Understanding Snape
naamagatus
naama_gat at naamagatus.yahoo.invalid
Mon Feb 23 16:39:43 UTC 2004
Jumping in here for short dip (and because I'm glad that the Old
Crowd has revived a bit...)
--- In the_old_crowd at yahoogroups.com, "pippin_999" <foxmoth at q...>
wrote:
<snip>
>
> Harry was scrawny and undersized, started school with a
> reputation, had an unhappy home, clung to the wizarding world
> all the tighter for not being sure whether it would accept him,
> was suspected of being involved in the Dark Arts, was desperate
> to earn recognition--and has that saving people thing. All of
> which seems much more like Snape than like James, although
> we can only guess at why Snape seems to be so alienated.
>
But I don't think that that's how Snape saw him. I truly don't think
that up to the Occlumency lesson, when Snape saw the dog chasing
incident (with all it's accompanying humiliation), that he realized
what Harry's childhood was really like. From Snape's reaction to
Harry at the very beginning of PS, it's clear that he sees Harry as
most of the WW sees him - a returned legendary hero. Only, unlike
most of the WW (then), it drives him nuts that that's who Harry is,
so he is obsessed to take him as many pegs down as he can.
Later, JKR keeps on harping on how similar Harry is (physically and
otherwise) to James.

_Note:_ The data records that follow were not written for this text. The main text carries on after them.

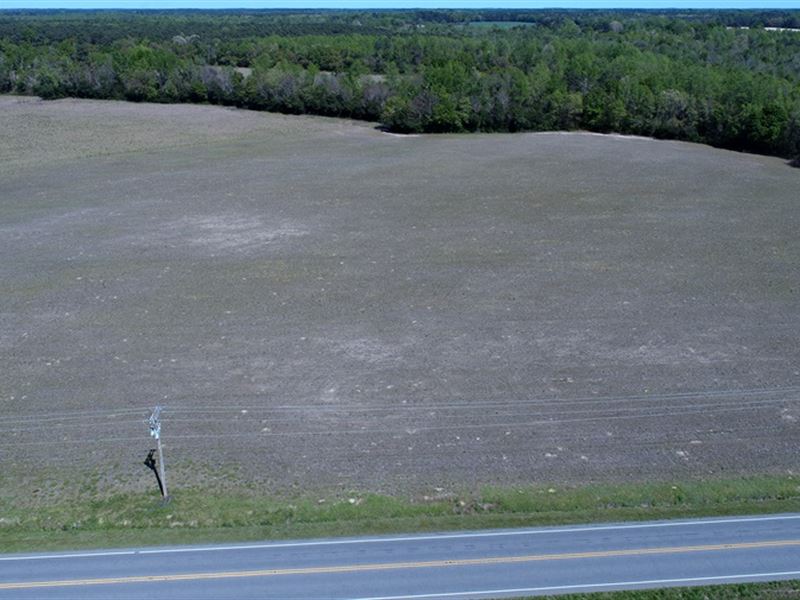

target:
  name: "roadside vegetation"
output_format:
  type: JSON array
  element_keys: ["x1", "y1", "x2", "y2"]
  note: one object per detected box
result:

The physical similarity would strike Snape
immediately, and since we now know that his loathing of James ran
really deep (James being responsible to his worst memory), it seems
almost inevitable that he would start off by loathing Harry.
Also, of course, Harry is a Gryffindor, and he immediately makes
friends (whereas it would seem likely that Severus had to struggle
quite a bit before getting accepted).
Therefore, I doubt very much that Snape would see any likeness
between himself and Harry.
Regarding a Harry-Snape denouement:
Thinking about the way JKR has ended GoF and PoA, and the
relationship between the ending and the next book, makes me believe
that Harry's deep grudge towards Snape is going to be a major element
or theme in book 6: PoA ends with Pettigrew escaping - in GoF, his
escape enables Voldemort's return. In GoF, Fudge refuses to believe
Harry's tale - in OoP disbelief and suspicion of Harry/Dumbledore is
central to the story. Soooo, OoP ends with Harry feeling an
unreasoning, obsessive hatred to Snape - this hatred will be pivotal
in book 6, somehow.
Since OoP also ends with Harry trying to cast an Unforgivable, how
about - in book 6 Harry will cast/be tempted to cast/will try to
cast/will fail to cast an unforgivable curse at Snape?